I believe DAD lost my crowd back in 2002 when they guessed the plot twist with the villain about a half-hour before the movie got around to it, and when his assistant is revealed to be a MI-6 mole, that she'll heel turn on Bond. I know there is an art to action storytelling, and yet its not rocket science either, but you've failed big time with both misfires. Then we get another 007 villain with a goddamn space laser (can't the franchise just retire that older-than-dirt plot device?) and the biggest crime of all is the violation of a very basic action cinema theory I cooked up some time ago: If something you see in real life would probably be incredible to witness, it should be similarly on the big screen. Well, when Bond is out-driving the laser or crashing through the palace to save Berry.....I was bored, and so was my audience.

Really, how about a movie that opens great with everyone hooked, and ends with them lukewarm?

To put it another way, the only other time at the movies afterwards where such a super big-budget action extravaganza failed to even stimulate most people in a crowd, it was Stephen Sommers' infamous VAN HELSING. Damn.

DIE ANOTHER DAY was a massive box-office hit world-wide, which is no surprise for the 007 label, but apparently the budget was so ridiculously high, the profit margins was rather thin. DAD would be a turning point when Brosnan, tired of the sub-standard scripting and refusal of EON to escape the formula, demanded to share creative control for his fifth Bond movie, and EON promptly told him to take a hike, effectively firing him.
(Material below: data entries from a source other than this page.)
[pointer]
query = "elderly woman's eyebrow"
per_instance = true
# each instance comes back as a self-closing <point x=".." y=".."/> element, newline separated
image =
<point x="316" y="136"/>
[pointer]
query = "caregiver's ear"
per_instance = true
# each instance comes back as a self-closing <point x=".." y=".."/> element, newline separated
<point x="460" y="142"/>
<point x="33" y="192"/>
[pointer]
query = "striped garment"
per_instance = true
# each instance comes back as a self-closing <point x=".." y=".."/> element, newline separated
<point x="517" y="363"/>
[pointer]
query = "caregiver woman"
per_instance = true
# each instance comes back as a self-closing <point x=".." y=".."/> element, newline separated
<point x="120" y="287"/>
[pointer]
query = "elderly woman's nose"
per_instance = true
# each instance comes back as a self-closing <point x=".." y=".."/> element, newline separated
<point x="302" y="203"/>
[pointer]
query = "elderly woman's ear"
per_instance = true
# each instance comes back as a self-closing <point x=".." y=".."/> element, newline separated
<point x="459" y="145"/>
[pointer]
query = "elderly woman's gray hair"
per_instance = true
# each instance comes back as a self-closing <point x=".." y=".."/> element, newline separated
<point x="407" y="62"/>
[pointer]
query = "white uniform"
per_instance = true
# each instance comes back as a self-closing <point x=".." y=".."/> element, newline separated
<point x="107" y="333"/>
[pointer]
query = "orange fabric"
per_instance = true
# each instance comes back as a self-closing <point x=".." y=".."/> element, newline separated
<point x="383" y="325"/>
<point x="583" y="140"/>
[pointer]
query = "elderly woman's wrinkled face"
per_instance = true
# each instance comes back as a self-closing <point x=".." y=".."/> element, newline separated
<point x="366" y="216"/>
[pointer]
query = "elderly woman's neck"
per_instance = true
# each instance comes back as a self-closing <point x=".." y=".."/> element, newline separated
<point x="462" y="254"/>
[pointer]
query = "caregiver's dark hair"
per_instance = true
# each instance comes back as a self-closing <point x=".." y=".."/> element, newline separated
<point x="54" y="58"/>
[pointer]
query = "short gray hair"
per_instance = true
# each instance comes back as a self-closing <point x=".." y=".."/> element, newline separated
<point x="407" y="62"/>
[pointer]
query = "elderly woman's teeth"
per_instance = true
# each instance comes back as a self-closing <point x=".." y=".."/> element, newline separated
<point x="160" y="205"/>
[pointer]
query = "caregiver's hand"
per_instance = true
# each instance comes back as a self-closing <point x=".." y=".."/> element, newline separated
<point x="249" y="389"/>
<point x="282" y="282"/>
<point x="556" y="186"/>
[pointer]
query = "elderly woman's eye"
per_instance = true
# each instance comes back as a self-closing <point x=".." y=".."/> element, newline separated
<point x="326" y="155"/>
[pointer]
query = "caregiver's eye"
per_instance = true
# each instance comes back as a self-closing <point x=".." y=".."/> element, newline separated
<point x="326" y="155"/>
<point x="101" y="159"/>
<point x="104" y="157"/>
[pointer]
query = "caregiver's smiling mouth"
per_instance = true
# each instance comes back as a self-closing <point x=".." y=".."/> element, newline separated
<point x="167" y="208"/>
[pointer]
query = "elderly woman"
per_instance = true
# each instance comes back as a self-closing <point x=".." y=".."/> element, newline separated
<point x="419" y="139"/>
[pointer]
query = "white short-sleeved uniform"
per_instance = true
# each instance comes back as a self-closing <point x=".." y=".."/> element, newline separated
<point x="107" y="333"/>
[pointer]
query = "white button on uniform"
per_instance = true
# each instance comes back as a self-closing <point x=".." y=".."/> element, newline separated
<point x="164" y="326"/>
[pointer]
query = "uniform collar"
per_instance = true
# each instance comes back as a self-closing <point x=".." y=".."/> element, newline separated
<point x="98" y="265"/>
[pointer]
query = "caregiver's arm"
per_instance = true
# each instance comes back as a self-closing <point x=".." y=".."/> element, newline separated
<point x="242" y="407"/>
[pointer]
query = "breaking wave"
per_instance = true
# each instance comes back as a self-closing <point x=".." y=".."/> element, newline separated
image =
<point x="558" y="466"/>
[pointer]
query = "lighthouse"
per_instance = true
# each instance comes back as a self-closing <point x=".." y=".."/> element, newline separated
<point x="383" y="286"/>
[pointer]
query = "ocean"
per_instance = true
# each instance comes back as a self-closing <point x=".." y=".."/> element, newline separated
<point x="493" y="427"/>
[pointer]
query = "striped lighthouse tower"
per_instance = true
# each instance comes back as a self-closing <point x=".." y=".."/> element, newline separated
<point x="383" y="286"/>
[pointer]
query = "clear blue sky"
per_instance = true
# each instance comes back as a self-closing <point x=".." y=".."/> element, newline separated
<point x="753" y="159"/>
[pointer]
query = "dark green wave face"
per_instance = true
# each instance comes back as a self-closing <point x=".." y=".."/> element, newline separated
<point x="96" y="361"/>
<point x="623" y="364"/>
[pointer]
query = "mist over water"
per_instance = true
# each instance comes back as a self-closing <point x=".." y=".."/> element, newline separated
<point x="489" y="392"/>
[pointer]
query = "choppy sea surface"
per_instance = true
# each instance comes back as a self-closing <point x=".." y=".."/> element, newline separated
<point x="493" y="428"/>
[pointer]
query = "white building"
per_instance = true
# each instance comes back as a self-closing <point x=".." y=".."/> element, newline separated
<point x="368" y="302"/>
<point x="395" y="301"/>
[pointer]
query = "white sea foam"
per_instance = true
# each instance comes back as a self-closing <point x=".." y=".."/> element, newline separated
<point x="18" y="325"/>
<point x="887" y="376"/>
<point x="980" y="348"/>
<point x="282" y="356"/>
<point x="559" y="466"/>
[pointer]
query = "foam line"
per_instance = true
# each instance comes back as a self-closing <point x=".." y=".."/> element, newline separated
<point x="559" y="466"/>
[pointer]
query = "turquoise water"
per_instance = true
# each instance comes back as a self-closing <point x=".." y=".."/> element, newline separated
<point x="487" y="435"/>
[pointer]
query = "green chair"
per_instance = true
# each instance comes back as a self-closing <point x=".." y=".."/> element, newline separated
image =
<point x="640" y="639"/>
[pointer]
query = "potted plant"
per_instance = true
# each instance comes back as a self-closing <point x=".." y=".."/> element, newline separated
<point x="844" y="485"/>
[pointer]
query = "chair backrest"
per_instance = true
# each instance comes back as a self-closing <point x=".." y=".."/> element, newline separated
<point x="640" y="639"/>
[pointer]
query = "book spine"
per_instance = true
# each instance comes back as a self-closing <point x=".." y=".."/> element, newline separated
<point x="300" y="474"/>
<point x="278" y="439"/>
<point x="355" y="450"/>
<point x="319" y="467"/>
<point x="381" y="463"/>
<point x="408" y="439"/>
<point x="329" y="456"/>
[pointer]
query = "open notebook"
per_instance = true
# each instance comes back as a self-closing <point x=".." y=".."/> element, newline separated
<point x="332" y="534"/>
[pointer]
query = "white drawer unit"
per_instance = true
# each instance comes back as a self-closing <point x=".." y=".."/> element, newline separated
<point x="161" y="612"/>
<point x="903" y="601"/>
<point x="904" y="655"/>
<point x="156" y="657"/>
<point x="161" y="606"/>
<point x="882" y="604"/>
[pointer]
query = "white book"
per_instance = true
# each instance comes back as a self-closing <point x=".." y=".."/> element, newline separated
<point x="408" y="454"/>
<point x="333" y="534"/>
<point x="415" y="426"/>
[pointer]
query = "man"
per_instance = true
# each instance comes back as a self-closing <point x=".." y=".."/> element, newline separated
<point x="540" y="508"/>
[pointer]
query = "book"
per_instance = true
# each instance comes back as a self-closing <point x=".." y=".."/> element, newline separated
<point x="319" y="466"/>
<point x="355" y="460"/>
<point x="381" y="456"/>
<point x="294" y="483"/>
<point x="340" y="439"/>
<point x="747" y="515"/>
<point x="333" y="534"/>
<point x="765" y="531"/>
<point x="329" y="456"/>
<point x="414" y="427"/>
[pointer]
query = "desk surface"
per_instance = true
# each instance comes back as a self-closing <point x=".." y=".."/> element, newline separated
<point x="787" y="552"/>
In the wake of the BOURNE movies and their license to print money, 007 was rebooted and effectively Purvis and Wade were told to do their thing, forget the "formula." So really, as much as I whine at DAD, we should be thankful really that it sucked so much. I mean without BATMAN & ROBIN, no BATMAN BEGINS and thus no THE DARK KNIGHT. Likewise, no DAD, no CASINO ROYALE.

There is redemption in pain sometimes.